Will be interesting to see what the performance is actually like in real world scenarios. I am concerned with the extrapolation and, in my opinion, frequent romanticism based on apparent "leaked" specs usually by people who don't have a lot of technical knowledge. A lot of throwing numbers around without appreciating their meaning and the complexities involved, along with whimsical to-the-metal programming romanticizing. End of the day the capacity for hardware performance and nuances of programming is a logic driven exercise, not magic, and there are countless factors that need to be considered as to why games look technically and artistically the way they do, and what limitations they may be running into. Comparing two titles is quite often a distinct apples/oranges example, and honestly I think even then some people just don't have an eye for or get why one game may not "look" quite as good as another but still be intensely technologically demanding.

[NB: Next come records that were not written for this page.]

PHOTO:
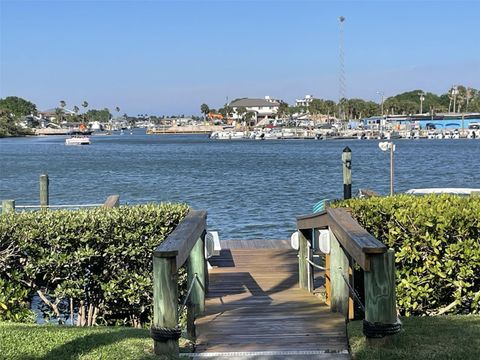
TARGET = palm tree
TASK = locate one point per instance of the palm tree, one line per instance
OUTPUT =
(62, 105)
(76, 109)
(205, 110)
(58, 112)
(84, 105)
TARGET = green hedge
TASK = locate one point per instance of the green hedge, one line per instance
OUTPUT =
(436, 239)
(98, 259)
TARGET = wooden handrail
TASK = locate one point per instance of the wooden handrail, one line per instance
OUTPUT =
(349, 243)
(181, 241)
(357, 241)
(185, 245)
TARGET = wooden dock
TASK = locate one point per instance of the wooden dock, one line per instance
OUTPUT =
(256, 310)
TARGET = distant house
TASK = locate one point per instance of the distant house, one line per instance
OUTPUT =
(265, 108)
(51, 114)
(305, 101)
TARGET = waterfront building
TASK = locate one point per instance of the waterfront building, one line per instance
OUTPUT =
(305, 101)
(263, 109)
(422, 121)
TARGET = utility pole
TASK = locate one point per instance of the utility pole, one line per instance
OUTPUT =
(342, 83)
(422, 98)
(454, 93)
(382, 100)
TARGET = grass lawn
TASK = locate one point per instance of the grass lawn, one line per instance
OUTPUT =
(443, 337)
(25, 341)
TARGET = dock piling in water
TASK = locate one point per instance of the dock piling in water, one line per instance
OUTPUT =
(44, 190)
(347, 173)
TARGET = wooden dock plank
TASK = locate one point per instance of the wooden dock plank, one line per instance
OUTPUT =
(255, 304)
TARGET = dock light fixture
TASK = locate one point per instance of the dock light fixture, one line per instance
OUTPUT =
(385, 146)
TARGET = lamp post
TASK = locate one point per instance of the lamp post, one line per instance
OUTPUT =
(422, 98)
(382, 99)
(385, 146)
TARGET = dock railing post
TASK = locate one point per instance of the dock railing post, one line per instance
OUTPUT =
(305, 271)
(347, 173)
(196, 273)
(44, 182)
(8, 206)
(381, 321)
(339, 268)
(165, 331)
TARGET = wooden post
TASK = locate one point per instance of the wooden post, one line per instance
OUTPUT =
(8, 206)
(392, 149)
(339, 266)
(112, 201)
(196, 265)
(380, 306)
(44, 182)
(305, 273)
(347, 173)
(328, 283)
(165, 302)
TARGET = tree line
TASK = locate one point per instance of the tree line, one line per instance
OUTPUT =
(458, 99)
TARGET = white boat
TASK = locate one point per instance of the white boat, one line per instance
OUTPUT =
(456, 191)
(227, 135)
(473, 131)
(78, 140)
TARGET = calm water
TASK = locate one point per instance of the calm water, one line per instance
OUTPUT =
(251, 189)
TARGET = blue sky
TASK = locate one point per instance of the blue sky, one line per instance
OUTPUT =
(168, 57)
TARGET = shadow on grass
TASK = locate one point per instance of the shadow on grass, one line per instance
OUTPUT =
(85, 344)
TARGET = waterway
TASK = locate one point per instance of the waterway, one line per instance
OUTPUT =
(251, 189)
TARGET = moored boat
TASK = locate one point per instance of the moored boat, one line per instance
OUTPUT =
(78, 140)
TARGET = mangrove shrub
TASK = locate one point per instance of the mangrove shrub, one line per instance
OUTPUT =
(96, 263)
(436, 239)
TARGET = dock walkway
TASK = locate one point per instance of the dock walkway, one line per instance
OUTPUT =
(256, 310)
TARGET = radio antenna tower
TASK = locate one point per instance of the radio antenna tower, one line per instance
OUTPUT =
(342, 83)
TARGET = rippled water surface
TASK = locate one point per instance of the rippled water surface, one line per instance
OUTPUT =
(251, 189)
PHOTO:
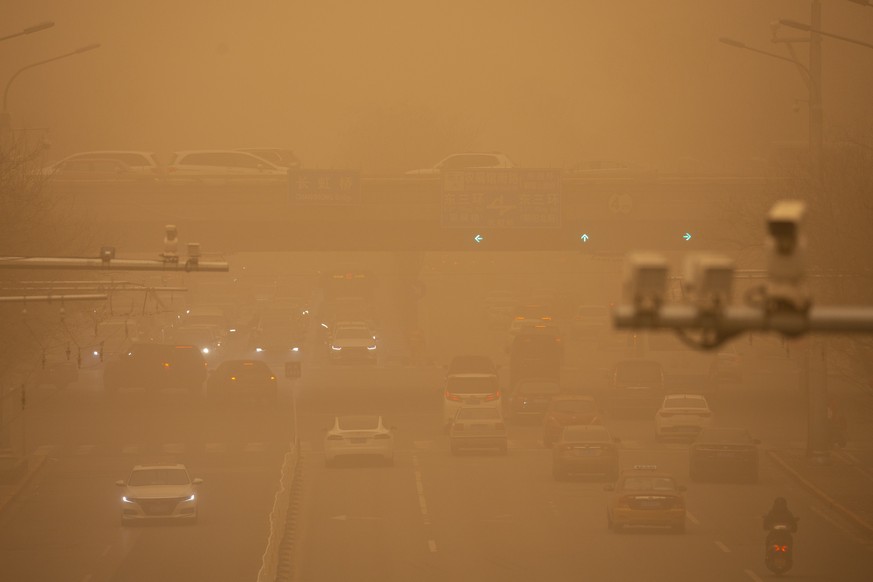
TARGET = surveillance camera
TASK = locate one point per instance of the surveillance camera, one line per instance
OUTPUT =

Ultimately, with the Switch, I'm operating under my thumb rule to err on the side of caution. Throwing around speculation is all well and good, but Nintendo proved quite blatantly with the Wii, 3DS, and Wii U that they took an extremely conservative approach to hardware ceilings. And in all three case (notably with the Wii U) there was a lot of pre-full-reveal optimistic speculation regarding the size of the case, what could fit in, modern hardware, etc. And it turned out that Nintendo went cheap as fuck.
Same goes, in retrospect, all the talk about magic efficient programming and yadda yadda. The reality is many of the Wii U's most insanely gorgeous games, like Super Mario 3D World, are intelligently made; basic geometry, clever reuse of assets, simple game systems not overly demanding. And even then they're hardly flawless.
If anything the Switch's advantage will be, hopefully, modern architecture. In that the hardware is more reminiscent of modern hardware and thus offers easier opportunities for developers to consider porting games as while they might need to be heavily downscaled in asset quality and shader complexity the driver library and hardware will hopefully avoid major hurdles in trying to get modern programming language up and running.
That being said I'm still expecting a system that, even when docked, is a noticeable step backwards from the PlayStation 4. Docked performance makes perfect sense as it's something portable hardware (namely laptops) has being doing for a long time. Even so it's still seemingly quite a small device. They'll save space by not having a disk drive, but yeah.
That and I do not expect Nintendo to double down on an expensive device. Factor in costs, like the screen, that other consoles do not have and Nintendo will find ways to cut costs elsewhere.